Woodland Vegetable Gardener
Today I get to add a new category to my blog: Vegetables. Now I have never grown vegetables, in fact, I don’t “grow” annuals at all. I grow trees. You know, Dear Diary: today I planted a 1′ stick which shall one day be a Mighty Chestnut Tree (say it in caps). I’ll get back to you in 60 years and let you know how it goes. Any annuals which appear on my woodland floor grow where they may and are free to do as they wish. I’m a woodland gardener which is a bit of a different mindset. While most gardeners think in terms of annuals, perennials and vegetables, I think in terms of canopy, understory and ground.
However I follow Lisa G’s blog over at Get in the Garden. One thing that I can say about Lisa is that she can get anyone excited about growing anything. She’s charming, friendly and has hot pink rubber boots. What’s not to like about this woman? So reading her blog, watching her grow seeds then planting up her vegetable garden has made me want to give it a shot.

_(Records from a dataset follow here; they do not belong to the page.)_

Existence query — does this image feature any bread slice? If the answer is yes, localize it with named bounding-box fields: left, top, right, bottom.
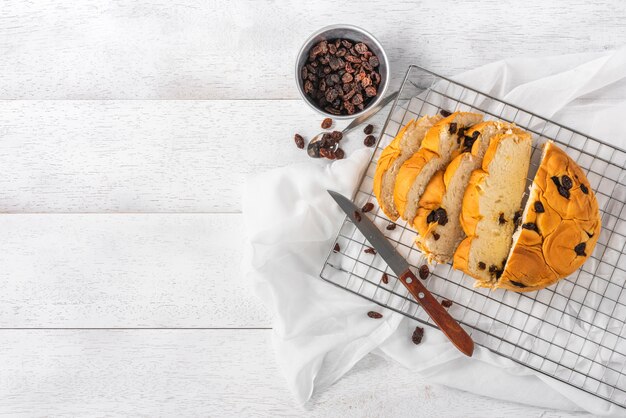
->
left=413, top=121, right=523, bottom=263
left=494, top=141, right=601, bottom=292
left=374, top=115, right=442, bottom=221
left=453, top=129, right=531, bottom=287
left=393, top=112, right=482, bottom=223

I do live with someone who knows vegetable growing. The Beau is a Guy’s Guy and grows tomatoes but I admit they alarm me a tad. I’m not used to things growing so freaking fast. You can hear them reaching and expanding at night even over the deafening sound of the cicadas. When I go outside in the morning and see that those tomatoes have grown a foot, it catches my attention. I’m from the land of kudzu, the plant that ate the south, so anything that grows that fast is scary. Yes a plant can smother your entire house over night and consume all occupants, it’s all very Stephen King and real. I keep the dogs away from the tomatoes.
So here begins my adventures as a woodland vegetable gardener. I started by studying Square Foot Gardener and figuring out what sort of space I was going to need as I’m sun challenged. That comes with the woods. I have canopy and canopy is a fickle thing – where there is sun one day, it can be gone the next. It is is an ever changing element. I realized that I was going to have to grow vegetables in patches in my forest where the canopy breaks a bit.
Still I want to try vegetables. The Beau, who knows a lot more about the topic than I do, advised that I’m “going to have to think out of the box on this one.” I’m thinking this means that I’ll be growing pole beans up the trunk of that huge eastern red cedar in the clearing.